The ultimate goal of treatment is the rapid restoration of intestinal blood flow, which requires aggressive hemodynamic monitoring and support, correction of acidosis, antibiotics, and placement of a nasogastric (NG) tube. Immediate surgery is required in those suspected of having perforation or intestinal gangrene. In those for whom surgery is not emergent, mesenteric angiography not only can be diagnostic but also can offer therapeutic options with the administration of intra-arterial vasodilators, thrombolytic agents, angioplasty, vascular stenting, or embolectomy. In acute mesenteric venous thrombosis, treatment includes anticoagulation and resection of necrotic bowel. See Cecil Essentials 35.
a. Celiac artery compression syndrome is a rare condition that occurs in healthy young and middle-aged individuals, and presents as chronic epigastric abdominal pain that occurs after eating and may be associated with an epigastric bruit and weight loss.
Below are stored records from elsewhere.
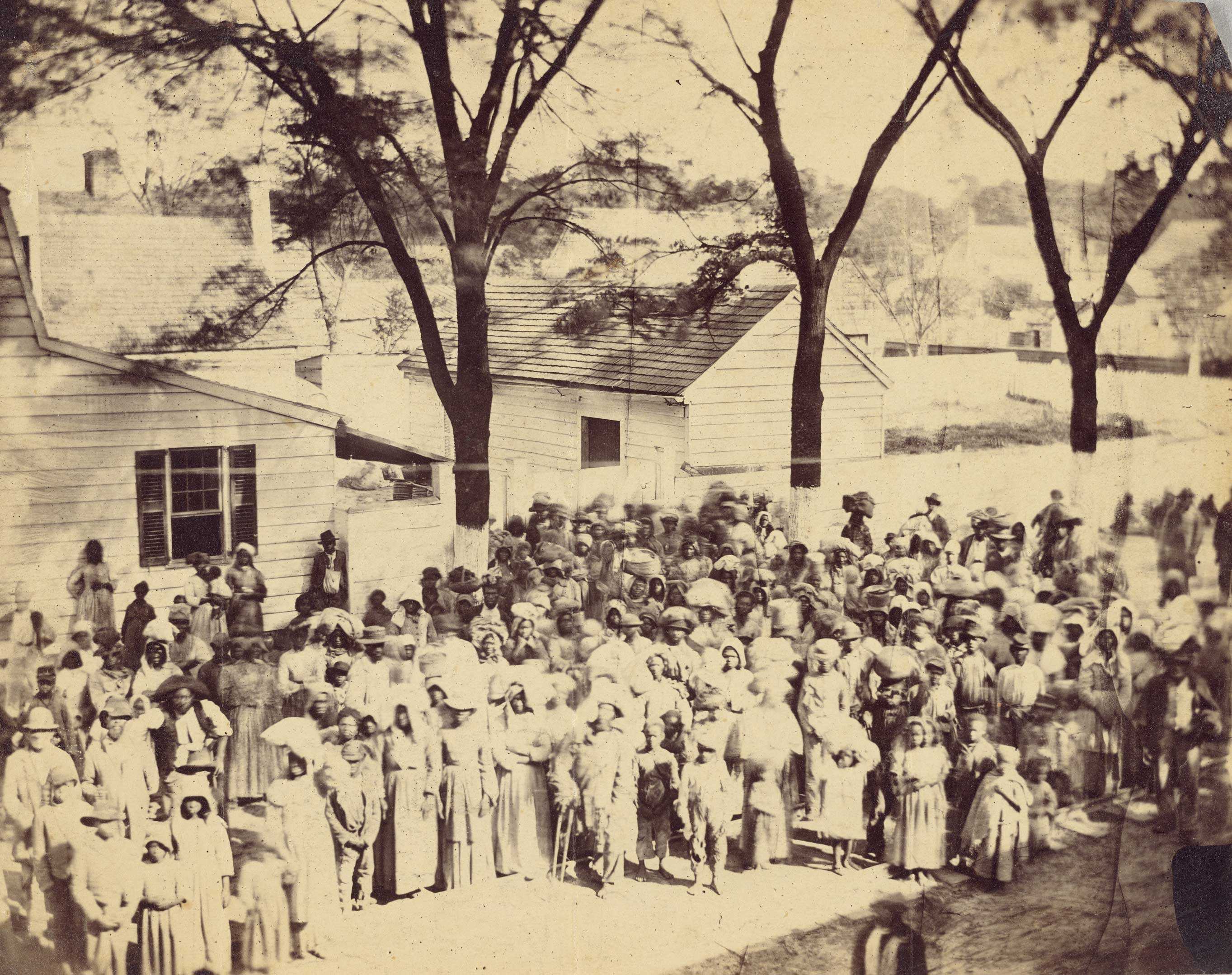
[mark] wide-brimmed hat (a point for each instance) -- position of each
(105, 811)
(40, 719)
(116, 707)
(677, 617)
(179, 682)
(61, 776)
(197, 761)
(160, 833)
b. Hereditary angioedema is a disease that results from defects in the C1 inhibitor of the classical complement pathway. Patients have recurrent episodes of colicky abdominal pain associated with nausea, vomiting, and diarrhea. Diagnosis is made with blood tests that show a low C4 level and low C1 inhibitor antigen levels.
c. Acute intermittent porphyria (AIP) is an autosomal-dominant disorder resulting from a partial deficiency of porphobilinogen deaminase, previously called the third enzyme in the heme biosynthetic pathway. Abdominal pain is the most common symptom in AIP. It is usually severe, steady, and poorly localized.